[BUG][FIX] WeakGCFix-wbk

Bryce Kampjes bryce at kampjes.demon.co.uk
Wed Mar 24 22:43:50 UTC 2004


Hi Andreas,
First I agree with you. My fix should NOT be included in the main
VM/image. 

It does however unfortunately fix my personal problems. When they
first appeared about three months ago I fixed them by compiling
the VM without optimisation. That this helped is unfortunately a
bad sign, it indicates that the difference between working and
non-working code is in the area where the compiler has a right
to choose, or a bug in the compiler which is very unlikely, but
so is a bug in the interpreter/garbage collector.

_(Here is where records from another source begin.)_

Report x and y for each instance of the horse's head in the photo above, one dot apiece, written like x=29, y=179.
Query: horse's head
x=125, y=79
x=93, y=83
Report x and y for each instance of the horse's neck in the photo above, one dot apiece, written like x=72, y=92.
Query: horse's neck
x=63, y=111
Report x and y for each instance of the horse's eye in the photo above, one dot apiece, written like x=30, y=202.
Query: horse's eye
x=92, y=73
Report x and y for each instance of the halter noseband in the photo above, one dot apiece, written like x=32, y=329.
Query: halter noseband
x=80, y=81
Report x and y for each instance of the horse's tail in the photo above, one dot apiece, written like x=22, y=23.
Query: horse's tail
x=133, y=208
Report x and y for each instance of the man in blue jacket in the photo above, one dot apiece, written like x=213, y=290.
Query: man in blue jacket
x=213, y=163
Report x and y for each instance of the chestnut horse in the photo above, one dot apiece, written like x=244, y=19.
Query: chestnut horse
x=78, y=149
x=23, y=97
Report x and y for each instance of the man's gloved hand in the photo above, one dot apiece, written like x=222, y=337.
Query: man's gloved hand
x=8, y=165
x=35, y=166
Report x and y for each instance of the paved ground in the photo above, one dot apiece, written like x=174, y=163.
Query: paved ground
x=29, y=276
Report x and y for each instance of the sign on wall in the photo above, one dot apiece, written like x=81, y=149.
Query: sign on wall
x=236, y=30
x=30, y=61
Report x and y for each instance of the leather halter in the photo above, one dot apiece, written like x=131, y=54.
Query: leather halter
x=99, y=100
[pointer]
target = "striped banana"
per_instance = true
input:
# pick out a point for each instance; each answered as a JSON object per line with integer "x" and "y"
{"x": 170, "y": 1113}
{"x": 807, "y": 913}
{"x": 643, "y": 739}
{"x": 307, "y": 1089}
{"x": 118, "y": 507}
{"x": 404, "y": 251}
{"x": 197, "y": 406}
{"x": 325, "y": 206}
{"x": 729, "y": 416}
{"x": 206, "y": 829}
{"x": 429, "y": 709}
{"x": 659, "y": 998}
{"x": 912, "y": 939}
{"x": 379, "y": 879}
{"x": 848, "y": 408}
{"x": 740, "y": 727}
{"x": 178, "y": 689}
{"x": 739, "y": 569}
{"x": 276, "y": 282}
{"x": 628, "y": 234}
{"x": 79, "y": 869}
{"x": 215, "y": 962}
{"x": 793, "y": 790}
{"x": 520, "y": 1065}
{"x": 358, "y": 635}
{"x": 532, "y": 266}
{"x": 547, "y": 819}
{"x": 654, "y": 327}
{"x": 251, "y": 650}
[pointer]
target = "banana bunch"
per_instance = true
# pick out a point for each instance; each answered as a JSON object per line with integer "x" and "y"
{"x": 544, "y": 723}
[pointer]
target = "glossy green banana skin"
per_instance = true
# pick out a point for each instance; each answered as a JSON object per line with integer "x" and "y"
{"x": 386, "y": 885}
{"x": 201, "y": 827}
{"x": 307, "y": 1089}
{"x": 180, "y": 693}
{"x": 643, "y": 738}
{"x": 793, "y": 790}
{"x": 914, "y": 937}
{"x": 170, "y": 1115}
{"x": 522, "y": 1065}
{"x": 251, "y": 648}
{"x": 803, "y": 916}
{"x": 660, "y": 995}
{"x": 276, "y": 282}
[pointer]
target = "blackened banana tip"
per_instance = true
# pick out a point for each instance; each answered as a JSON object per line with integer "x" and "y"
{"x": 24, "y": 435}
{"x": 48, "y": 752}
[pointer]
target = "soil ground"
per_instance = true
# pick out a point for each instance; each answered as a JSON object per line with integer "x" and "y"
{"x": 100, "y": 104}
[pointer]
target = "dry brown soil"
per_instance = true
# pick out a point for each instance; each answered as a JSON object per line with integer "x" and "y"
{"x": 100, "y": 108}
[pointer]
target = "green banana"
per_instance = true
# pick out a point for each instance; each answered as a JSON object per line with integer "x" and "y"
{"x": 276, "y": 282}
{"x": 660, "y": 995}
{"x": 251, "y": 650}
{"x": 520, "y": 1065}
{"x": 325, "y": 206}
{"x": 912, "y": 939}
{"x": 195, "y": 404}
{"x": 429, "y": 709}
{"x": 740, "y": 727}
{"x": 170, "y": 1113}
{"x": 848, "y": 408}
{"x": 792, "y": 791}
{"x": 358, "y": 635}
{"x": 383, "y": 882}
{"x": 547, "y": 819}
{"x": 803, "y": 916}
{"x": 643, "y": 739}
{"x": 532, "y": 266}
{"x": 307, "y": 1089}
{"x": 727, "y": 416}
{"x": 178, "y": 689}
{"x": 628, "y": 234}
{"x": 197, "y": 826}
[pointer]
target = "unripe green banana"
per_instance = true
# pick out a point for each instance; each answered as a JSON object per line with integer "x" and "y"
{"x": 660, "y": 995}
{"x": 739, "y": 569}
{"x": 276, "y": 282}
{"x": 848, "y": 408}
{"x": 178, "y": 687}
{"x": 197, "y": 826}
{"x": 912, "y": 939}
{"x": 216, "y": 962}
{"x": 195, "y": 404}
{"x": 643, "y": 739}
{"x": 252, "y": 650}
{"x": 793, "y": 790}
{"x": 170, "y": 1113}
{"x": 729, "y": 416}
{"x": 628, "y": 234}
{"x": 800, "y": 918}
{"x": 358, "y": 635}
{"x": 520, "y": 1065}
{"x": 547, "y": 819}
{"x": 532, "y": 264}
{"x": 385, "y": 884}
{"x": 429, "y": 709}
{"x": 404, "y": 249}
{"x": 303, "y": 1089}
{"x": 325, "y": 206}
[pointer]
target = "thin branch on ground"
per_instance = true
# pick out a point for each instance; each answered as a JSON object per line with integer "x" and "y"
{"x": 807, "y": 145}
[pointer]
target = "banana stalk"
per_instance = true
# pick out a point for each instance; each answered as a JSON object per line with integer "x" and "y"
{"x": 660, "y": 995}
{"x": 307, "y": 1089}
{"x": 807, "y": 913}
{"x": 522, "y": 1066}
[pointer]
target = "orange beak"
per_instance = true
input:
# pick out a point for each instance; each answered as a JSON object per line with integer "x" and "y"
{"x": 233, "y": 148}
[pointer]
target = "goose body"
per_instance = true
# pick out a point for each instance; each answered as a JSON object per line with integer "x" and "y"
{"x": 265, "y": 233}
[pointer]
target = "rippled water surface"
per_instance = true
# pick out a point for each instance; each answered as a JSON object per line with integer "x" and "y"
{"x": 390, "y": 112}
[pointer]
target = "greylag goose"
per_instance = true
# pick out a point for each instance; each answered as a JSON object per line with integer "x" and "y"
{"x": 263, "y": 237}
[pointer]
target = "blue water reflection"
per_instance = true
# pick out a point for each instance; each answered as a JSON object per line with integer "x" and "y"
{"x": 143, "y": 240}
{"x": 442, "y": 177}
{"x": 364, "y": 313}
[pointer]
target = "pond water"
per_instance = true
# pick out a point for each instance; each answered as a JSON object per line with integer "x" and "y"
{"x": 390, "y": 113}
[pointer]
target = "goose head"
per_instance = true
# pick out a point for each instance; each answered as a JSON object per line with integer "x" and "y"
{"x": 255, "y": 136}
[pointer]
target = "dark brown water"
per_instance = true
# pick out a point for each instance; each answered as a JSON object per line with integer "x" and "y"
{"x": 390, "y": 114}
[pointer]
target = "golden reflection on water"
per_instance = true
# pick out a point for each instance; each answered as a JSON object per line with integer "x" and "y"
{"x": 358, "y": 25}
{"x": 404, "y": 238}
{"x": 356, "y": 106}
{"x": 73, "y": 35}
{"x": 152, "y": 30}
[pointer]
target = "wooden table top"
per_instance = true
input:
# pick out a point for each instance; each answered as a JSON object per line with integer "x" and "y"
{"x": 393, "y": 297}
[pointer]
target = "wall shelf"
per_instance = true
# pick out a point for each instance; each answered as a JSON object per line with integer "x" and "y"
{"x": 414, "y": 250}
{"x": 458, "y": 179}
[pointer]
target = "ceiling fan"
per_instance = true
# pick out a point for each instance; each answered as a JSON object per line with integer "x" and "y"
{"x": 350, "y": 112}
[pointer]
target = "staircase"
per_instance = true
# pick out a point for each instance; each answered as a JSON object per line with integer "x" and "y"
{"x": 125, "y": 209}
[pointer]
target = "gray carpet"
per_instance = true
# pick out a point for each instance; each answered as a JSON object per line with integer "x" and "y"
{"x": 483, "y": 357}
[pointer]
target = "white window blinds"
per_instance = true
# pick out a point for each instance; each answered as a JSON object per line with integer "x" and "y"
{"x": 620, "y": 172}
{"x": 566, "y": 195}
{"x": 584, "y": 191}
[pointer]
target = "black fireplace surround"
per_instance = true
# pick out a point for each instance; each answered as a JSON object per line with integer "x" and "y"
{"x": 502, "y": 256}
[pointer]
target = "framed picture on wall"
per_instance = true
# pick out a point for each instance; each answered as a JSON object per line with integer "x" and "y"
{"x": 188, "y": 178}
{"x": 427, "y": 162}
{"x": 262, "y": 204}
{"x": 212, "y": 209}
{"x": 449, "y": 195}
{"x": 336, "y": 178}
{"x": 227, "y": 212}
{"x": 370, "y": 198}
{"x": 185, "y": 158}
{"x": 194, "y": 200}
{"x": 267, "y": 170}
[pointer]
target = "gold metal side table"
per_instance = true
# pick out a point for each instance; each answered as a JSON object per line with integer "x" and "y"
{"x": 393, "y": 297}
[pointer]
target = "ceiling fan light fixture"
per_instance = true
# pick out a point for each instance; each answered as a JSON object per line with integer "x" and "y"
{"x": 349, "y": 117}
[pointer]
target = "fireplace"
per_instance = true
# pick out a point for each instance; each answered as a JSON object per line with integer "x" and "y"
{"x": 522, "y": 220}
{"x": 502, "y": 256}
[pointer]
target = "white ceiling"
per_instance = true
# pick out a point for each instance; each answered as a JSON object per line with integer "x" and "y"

It is unfortunate that it fixes my problems but that isolates my
problems a lot which is very fortunate. Yes, I'm working with a custom
VM. But I managed to run my version of your test and produce a nil
even with a stock VM but not a stock image. Thinking about it I don't
think my version (with the message send) should be different to
yours. Weird.

That my fix does fix my problems however does isolate it. It's
something that can stop a root weak object from being collected.
That implies that the mark bit is set, and yes that bit should not
be set. I very much doubt that my code is setting that bit, that
would involve it producing an otherwise good header work with a 
bad mark bit which is highly unlikely. 

Only in one place do I deal with headers, and that is what that part
of the test suite that crashes. However the test that crashes does
nothing, and I've stepped through the machine code, instruction by
instruction, multiple times over a three month period to know
this. Actually that specific test verifies that Exupery is not adding
anything to the root table when both objects in an assignment are both
old. Unfortunately, this also removes the chance of unexpected GCs
because a call instruction is definitely noticeable.

So my situation is this: I have a bug that is possibly caused by the
garbage collector and I have a fix that works. Unfortunately the fix
works for the wrong reasons which is at least enlightening especially
with you help. I can continue working using my fix but that leaves the
real bug undiscovered. I can also spend more time chasing a better
fix. Given that my fix fixes my problem it really isolates the kind of
issue which is not the sort of thing that my VM modifications could
do, especially as I've single stepped through the machine code I'm
running.

Currently, I feel that I should release the next Exupery version with
a Linux VM that includes my fix. See how that VM works in real use
rather than just under explicit testing for a few weeks. Hope
inspiration strikes, or (more likely) a better time comes to chase
this bug further. Releasing a modified VM is nessisary to let people
play with it without needing to compile the VM themselves.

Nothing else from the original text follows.